# Good wash and wax.



## waynett (Oct 11, 2011)

Hi. Due to the bad weather lately I'm washing my car a lot more. Only problem is that I keep getting water marks web it's dry. I normally try to chamois it off but don't always have the time, does anyone know of a good wash n wax that prevents water marks? I know it may sound lazy but worth a shot.

Wayne.


----------



## JAMason (Dec 13, 2011)

waynett said:


> Hi. Due to the bad weather lately I'm washing my car a lot more. Only problem is that I keep getting water marks web it's dry. I normally try to chamois it off but don't always have the time, does anyone know of a good wash n wax that prevents water marks? I know it may sound lazy but worth a shot.
> 
> Wayne.


I can spend hours and hours detailing a car! Simplest way to get water marks off is a polish then wax. I use "autoglym super resin polish" applied with a warm microfiber cloth and then rubbed in/off with a separate fresh clean microfiber, i find that removes any water marks and brings a nice shine to the paint. it also hides any scratches very well!

Then add a wax. Dodo Juice is a good one to use!  2 or 3 layers will do it well!

Jack


----------



## ross_cj250 (Mar 1, 2008)

You could try Demon Shine...don't believe the bit about not needing to wax the car, but it does make drying much easier and quicker...and it's cheap!

HTH


----------



## Guzi (Jun 13, 2010)

waynett said:


> Hi. Due to the bad weather lately I'm washing my car a lot more. Only problem is that I keep getting water marks web it's dry. I normally try to chamois it off but don't always have the time, does anyone know of a good wash n wax that prevents water marks?
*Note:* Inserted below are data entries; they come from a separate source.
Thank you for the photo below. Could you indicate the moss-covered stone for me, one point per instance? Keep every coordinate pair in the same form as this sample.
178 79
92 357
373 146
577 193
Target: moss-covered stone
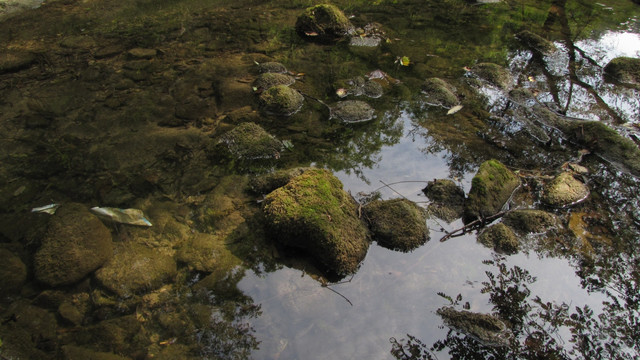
439 93
313 213
536 42
500 238
493 74
323 23
564 190
76 244
268 80
250 141
530 221
488 329
281 100
447 199
624 70
397 224
491 188
136 269
352 111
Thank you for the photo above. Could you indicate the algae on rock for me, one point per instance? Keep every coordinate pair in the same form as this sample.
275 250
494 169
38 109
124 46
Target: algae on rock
312 212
I know it may sound lazy but worth a shot.
> 
> Wayne.


ditch the chamois and buy one of these, can't beleive i went soo long without one.

http://www.elitecarcare.co.uk/elite-xl- ... p?cPath=64


----------



## TTMBTT (Jul 22, 2010)

Guzi said:


> waynett said:
> 
> 
> > Hi. Due to the bad weather lately I'm washing my car a lot more. Only problem is that I keep getting water marks web it's dry. I normally try to chamois it off but don't always have the time, does anyone know of a good wash n wax that prevents water marks? I know it may sound lazy but worth a shot.
> ...


+1, would not go back to using chamois after buying one of the above, so quick & easy.


----------



## TheMetalMan0 (Jun 30, 2009)

TTMBTT said:


> Guzi said:
> 
> 
> > waynett said:
> ...


Another vote for these - they're awesome!


----------



## IC_HOTT (May 29, 2010)

or this one, a lot cheaper and its been brilliant

- check out amazon for prices

http://www.autoexpress.co.uk/products/p ... towel.html


----------